The BCVA of our patient was over (0. 8), a prerequisite for treatment. Our first choice for treatment was a ranibizumab intravitreal injection, rather than photodynamic therapy (PDT), as we were following the Japanese guidelines for PDT.8,9 Although the patient’s visual acuity remained stable, a transient increase in serous retinal detachment and an increase in retinal exudates suggested it would be difficult to treat these kinds of lesions with anti-VEGF therapy.

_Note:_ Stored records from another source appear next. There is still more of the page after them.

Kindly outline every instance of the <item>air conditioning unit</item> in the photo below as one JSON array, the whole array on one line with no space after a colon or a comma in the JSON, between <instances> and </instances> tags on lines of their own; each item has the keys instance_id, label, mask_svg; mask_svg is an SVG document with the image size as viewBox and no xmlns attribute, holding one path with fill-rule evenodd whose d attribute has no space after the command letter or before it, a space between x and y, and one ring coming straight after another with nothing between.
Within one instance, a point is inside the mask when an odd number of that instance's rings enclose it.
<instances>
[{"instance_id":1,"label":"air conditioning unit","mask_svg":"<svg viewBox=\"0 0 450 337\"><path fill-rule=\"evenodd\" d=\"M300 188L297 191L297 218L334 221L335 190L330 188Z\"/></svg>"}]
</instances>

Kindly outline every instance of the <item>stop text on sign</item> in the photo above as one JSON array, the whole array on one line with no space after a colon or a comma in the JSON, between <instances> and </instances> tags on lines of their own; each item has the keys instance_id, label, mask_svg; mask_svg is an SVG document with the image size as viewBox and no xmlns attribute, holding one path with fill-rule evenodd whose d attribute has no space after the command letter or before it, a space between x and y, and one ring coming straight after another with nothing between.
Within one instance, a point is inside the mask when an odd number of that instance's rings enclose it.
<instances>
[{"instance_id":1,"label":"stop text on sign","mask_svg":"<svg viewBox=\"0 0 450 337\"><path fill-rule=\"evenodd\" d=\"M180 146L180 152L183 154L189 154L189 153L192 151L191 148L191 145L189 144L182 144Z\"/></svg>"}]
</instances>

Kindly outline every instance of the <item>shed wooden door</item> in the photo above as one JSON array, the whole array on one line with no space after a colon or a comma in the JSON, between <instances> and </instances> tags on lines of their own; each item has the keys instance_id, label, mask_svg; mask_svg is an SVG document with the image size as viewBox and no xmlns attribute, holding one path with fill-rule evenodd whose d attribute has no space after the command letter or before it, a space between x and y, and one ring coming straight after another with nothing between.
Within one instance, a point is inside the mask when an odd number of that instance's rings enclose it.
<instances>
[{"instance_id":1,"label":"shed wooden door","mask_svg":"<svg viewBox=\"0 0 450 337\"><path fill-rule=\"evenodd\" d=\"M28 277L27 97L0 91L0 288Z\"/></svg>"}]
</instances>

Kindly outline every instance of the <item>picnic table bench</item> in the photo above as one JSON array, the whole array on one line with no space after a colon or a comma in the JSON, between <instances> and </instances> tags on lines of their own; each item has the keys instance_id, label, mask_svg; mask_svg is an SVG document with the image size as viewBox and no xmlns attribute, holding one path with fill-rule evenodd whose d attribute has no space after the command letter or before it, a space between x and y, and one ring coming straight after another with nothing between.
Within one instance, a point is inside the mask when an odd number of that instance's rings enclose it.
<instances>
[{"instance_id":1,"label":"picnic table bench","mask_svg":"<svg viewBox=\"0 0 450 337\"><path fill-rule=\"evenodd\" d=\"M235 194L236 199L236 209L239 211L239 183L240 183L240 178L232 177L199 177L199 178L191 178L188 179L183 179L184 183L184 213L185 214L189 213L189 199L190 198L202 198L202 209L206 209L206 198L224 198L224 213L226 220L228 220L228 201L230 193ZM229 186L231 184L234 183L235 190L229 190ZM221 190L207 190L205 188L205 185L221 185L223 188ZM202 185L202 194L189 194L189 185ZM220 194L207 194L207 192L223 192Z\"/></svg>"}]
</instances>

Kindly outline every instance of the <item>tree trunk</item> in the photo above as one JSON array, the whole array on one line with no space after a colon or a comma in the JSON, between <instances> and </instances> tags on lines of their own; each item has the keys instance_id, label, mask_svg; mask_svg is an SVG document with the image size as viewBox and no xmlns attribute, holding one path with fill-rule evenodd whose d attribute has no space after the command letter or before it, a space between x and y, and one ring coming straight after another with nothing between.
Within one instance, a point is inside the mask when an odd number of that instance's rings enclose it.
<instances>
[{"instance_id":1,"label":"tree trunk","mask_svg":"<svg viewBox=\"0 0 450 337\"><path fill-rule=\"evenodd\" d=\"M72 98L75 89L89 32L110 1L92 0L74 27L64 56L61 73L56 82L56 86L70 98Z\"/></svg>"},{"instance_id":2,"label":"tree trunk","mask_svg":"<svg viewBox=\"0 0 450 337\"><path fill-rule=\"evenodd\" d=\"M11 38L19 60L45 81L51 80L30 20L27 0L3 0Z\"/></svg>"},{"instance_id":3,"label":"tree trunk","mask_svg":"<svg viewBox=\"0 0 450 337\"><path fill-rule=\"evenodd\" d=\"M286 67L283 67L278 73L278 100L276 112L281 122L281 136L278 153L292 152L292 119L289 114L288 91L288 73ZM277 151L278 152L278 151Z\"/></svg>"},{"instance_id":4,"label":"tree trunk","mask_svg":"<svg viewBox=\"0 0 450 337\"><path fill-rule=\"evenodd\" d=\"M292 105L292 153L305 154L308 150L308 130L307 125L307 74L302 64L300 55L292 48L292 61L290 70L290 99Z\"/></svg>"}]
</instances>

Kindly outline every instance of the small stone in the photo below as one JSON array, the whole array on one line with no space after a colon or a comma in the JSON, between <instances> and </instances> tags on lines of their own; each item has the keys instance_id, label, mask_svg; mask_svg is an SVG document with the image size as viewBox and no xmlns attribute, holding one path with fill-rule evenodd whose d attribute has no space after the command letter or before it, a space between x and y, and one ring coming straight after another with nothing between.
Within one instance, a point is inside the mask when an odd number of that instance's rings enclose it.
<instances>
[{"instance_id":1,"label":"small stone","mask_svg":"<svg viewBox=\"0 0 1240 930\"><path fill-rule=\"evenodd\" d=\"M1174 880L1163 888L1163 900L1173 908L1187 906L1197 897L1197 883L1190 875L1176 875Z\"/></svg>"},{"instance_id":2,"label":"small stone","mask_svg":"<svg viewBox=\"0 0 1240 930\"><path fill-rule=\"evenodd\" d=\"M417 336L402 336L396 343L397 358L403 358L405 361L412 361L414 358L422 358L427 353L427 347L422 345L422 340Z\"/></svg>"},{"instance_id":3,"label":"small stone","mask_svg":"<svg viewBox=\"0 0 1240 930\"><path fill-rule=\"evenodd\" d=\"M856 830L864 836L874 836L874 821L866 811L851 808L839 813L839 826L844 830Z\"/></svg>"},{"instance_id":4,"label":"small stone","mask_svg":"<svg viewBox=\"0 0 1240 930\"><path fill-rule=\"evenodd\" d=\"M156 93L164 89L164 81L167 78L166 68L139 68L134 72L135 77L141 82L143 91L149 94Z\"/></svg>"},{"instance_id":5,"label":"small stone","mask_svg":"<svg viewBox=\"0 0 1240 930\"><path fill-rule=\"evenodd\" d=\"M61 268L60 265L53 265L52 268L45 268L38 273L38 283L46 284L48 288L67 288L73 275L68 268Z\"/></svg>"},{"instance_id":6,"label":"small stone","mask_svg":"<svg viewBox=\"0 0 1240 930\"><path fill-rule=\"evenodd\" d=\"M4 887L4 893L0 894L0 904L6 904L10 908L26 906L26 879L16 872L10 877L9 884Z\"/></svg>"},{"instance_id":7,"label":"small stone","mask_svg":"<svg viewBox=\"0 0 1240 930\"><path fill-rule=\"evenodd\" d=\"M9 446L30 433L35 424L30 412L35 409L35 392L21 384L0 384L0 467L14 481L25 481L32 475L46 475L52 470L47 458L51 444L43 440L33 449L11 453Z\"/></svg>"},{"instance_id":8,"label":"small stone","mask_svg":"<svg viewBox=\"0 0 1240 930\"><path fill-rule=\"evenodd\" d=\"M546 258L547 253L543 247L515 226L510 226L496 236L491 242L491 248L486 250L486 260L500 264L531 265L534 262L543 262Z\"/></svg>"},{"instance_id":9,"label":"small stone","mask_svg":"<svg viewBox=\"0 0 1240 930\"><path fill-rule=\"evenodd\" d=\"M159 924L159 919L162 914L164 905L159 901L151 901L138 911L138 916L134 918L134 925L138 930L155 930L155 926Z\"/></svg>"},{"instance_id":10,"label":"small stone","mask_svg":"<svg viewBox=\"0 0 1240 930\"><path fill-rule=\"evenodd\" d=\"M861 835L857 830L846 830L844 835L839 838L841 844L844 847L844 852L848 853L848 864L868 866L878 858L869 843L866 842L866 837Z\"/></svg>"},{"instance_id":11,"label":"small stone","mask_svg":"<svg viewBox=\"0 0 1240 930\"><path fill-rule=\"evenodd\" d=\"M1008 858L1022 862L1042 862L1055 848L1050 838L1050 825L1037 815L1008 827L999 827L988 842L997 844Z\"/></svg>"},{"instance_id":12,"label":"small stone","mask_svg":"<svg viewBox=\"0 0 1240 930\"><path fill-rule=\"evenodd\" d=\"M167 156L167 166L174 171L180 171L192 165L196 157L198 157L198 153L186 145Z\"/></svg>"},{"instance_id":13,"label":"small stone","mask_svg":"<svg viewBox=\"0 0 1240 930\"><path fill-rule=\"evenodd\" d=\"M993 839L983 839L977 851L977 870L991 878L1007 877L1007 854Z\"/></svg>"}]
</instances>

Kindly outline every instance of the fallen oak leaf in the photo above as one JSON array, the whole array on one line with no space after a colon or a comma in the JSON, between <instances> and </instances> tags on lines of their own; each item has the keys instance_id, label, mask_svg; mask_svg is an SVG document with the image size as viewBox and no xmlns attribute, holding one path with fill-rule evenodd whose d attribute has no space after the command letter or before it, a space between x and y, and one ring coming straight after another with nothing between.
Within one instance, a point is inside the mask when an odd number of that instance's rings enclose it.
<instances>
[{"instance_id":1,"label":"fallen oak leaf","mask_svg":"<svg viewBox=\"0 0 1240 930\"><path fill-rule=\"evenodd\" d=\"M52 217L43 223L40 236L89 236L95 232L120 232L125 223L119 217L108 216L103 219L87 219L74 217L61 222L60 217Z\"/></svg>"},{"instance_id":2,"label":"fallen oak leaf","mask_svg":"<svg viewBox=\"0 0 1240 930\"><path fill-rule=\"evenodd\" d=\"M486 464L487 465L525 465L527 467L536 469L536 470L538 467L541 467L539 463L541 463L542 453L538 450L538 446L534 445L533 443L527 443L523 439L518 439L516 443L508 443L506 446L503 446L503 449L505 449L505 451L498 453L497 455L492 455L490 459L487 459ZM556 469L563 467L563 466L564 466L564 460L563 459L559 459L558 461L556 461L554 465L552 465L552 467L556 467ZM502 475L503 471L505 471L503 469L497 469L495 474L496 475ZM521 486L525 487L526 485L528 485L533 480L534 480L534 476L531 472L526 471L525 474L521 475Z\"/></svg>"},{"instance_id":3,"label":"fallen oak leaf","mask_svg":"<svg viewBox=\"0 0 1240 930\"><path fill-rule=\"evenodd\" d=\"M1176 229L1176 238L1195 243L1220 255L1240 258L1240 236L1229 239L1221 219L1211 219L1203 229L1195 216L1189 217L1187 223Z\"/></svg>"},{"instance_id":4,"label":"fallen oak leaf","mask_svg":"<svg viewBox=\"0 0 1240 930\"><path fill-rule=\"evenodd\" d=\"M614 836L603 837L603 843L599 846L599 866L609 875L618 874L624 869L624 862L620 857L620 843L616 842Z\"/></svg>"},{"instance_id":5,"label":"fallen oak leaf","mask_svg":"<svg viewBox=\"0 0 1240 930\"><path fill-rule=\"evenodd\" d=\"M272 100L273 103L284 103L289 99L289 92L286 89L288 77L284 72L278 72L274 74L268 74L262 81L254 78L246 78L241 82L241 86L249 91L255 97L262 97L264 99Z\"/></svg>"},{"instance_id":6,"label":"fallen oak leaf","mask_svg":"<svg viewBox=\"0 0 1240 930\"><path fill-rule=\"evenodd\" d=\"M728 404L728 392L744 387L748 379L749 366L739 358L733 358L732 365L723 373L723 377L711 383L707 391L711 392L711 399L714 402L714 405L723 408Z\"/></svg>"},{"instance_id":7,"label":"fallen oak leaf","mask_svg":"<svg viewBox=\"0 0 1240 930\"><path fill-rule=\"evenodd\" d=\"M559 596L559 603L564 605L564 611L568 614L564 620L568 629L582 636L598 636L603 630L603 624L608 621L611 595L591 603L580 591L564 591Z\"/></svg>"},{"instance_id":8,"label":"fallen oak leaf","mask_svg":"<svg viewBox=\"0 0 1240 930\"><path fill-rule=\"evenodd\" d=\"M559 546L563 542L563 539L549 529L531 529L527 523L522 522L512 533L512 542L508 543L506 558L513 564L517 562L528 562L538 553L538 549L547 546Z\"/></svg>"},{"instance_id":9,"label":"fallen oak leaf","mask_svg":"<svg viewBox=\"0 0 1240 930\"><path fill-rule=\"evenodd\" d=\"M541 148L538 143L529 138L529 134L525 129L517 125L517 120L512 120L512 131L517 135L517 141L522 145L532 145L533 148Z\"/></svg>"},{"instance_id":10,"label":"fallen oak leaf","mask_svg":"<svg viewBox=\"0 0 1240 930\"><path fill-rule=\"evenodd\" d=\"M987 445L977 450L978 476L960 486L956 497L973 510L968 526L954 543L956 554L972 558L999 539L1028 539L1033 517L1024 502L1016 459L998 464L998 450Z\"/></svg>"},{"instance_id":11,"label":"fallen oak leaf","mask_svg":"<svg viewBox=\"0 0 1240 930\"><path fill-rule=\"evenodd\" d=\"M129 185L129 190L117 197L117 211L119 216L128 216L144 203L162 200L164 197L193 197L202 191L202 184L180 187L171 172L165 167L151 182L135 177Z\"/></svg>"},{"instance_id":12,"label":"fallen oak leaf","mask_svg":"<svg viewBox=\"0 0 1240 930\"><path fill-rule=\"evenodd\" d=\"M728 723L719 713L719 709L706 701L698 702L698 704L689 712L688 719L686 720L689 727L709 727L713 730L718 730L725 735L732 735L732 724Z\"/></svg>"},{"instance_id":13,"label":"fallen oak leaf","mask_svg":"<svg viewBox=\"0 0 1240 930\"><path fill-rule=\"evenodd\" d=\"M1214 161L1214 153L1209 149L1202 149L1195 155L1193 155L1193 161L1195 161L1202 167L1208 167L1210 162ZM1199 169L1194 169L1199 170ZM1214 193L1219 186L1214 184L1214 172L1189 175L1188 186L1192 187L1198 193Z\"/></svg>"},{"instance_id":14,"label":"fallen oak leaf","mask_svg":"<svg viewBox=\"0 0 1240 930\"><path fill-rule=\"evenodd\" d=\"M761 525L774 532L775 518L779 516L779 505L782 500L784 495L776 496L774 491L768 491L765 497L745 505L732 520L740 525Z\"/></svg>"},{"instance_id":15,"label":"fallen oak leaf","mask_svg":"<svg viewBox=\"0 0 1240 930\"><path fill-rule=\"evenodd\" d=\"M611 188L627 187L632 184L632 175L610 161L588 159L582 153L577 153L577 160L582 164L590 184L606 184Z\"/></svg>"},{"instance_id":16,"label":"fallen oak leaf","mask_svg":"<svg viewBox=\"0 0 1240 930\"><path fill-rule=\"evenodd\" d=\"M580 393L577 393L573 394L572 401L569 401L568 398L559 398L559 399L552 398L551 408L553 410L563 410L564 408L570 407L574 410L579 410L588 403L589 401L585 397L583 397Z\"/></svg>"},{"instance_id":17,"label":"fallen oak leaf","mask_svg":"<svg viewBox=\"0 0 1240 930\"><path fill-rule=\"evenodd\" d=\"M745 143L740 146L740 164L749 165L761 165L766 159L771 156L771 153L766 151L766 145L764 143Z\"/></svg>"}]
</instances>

Had her BCVA declined, we would have been forced to revise her treatment to either PDT alone, or a combination of anti-VEGF therapy and PDT. Ischemic lesions accompanied by FCE may have a more complicated mechanism than that previously reported with respect to CNV and PCV. Although we are only presenting a case report, we might suggest that more attention should be paid to therapies for lesions in patients with FCE.

In conclusion, the value of this case report is that it presents information on the first known choroidal excavation associated with PCV. Our experience shows that choroidal excavations might be associated with different variable changes than have been previously reported. We believe that choroidal excavation may create circumstances leading to the generation of neovascularization and that there may be a need to reconsider the treatment of lesions associated with FCE in the future.

Footnotes

Disclosure

The authors report no conflicts of interest in this work.